Dans une récente conférence universitaire, l’ancien directeur de la recherche à la Banque populaire de Chine, a parlé de l’utilisation du yuan numérique e-CNY en Chine. Sa conférence suggère que la situation avec la monnaie numérique de la banque centrale chinoise est assez inquiétante.
Le yuan numérique très peu utilisé
Au cours de l’année 2021, le gouvernement chinois a lancé une CBDC chinoise surnommée le Yuan numérique pour les Jeux olympiques d’hiver de 2022. Cependant, jusqu’à présent, la monnaie numérique de la banque centrale n’a pas connu le succès escompté.
Xie Ping est l’ancien directeur de la recherche à la Banque populaire de Chine, la banque centrale chinoise. Actuellement, il est professeur de finance à l’Université Tsinghua. Il a été invité à s’exprimer lors d’une conférence sur la finance numérique organisée en partenariat avec l’Université Tsinghua.

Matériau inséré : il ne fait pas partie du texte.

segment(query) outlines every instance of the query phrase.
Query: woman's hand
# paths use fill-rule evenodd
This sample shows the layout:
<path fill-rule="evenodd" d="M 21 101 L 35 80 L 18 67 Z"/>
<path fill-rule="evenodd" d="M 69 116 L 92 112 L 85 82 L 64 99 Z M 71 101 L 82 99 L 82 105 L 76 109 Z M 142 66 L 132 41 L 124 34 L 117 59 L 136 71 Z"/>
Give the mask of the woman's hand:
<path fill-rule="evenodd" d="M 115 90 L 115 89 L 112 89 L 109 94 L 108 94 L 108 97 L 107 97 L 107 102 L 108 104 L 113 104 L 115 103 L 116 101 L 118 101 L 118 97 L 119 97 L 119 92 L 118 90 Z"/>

Parmi ses remarques, rapportées par les médias Caixin et reprises par Reuters, le yuan numérique, qui a été testé dans plusieurs villes et provinces nationales, est boudé par la population. Selon lui, les chiffres présentés montrent « une très faible utilisation et une très faible efficacité ».
« La circulation cumulée du yuan numérique au cours des deux années de mise en service n’a été que de 100 milliards de yuans (14 milliards de dollars) », a-t-il ajouté. Pas assez pour que cela ait un impact dans un pays dont le produit intérieur brut était de 17 730 milliards de dollars l’an dernier.
Selon Xie Ping, l’utilisation du yuan numérique a été faible et très peu dynamique. Il semble qu’en janvier, seuls 261 millions de consommateurs possédaient des portefeuilles électroniques en yuans.
Pourtant, le gouvernement n’a pas été avare de moyens pour attirer les usagers. Ils ont notamment mis en place une série d’essais et fourni un porte-monnaie électronique avec diverses fonctions.
Il semblerait que le marché des moyens de paiement soit saturé pour l’instant. Le yuan numérique peine donc à se faire sa place. Comme l’a expliqué Xie Ping, « les espèces, les cartes bancaires et les mécanismes de paiement tiers de la Chine ont formé une structure de marché des paiements qui répond aux besoins de consommation quotidiens ».
Pas d’intérêt spécifique
Dans ce contexte, l’e-yuan apparaît comme une solution plutôt redondante pour les consommateurs, fruit d’une volonté politique hors sol sans grand intérêt. Les nouveautés ainsi que les possibilités offertes par le yuan numérique sont en effet minces.
Selon le professeur de finance, les cas d’utilisation de l’e-yuan doivent changer pour augmenter son adoption.
En effet, la monnaie numérique de la banque centrale chinoise offre peu par rapport à Alipay, qui a réussi à se faire une place entre les espèces et les monnaies scripturales, en offrant la possibilité aux utilisateurs d’accéder à des services d’assurance, d’investissement ou de prêt à la consommation.
Ping a parlé d’autres systèmes de paiement tiers chinois existants. Il a spécifiquement mentionné que WeChat Pay, Alipay et QQ Wallet « ont formé un modèle de marché de paiement qui répond aux besoins de la consommation quotidienne ». Il pense que la CBDC chinoise devrait faire de même pour gagner plus d’adoption.
Xie Ping a suggéré, par exemple, que les CBDC pourraient être utilisées pour payer des produits financiers. Il devrait également être accessible sur plusieurs plateformes de paiement pour stimuler son adoption.
L’Europe doit s’inspirer des leçons de la Chine
Les autorités européennes devraient analyser en détail ce début difficile du yuan numérique.
L’Union européenne espère également mettre en service son propre euro numérique dans les années à venir. En ce sens, comme Pékin, l’UE est motivée par la montée des crypto-monnaies, qu’il considère comme des concurrents illégitimes à son monopole d’émission de monnaie. En particulier, les stablecoins tels que l’USDT ou l’UDSC sont dans son viseur.
Mais si le désir de garder le contrôle monétaire est compréhensible, le fait que l’efficacité de l’outil sera corrélée à son niveau d’adoption demeure.
Cependant, comme nous l’avons vu dans l’exemple chinois, les monnaies numériques gouvernementales offrent relativement peu d’incitations et peinent à se faire une place en tant qu’innovation.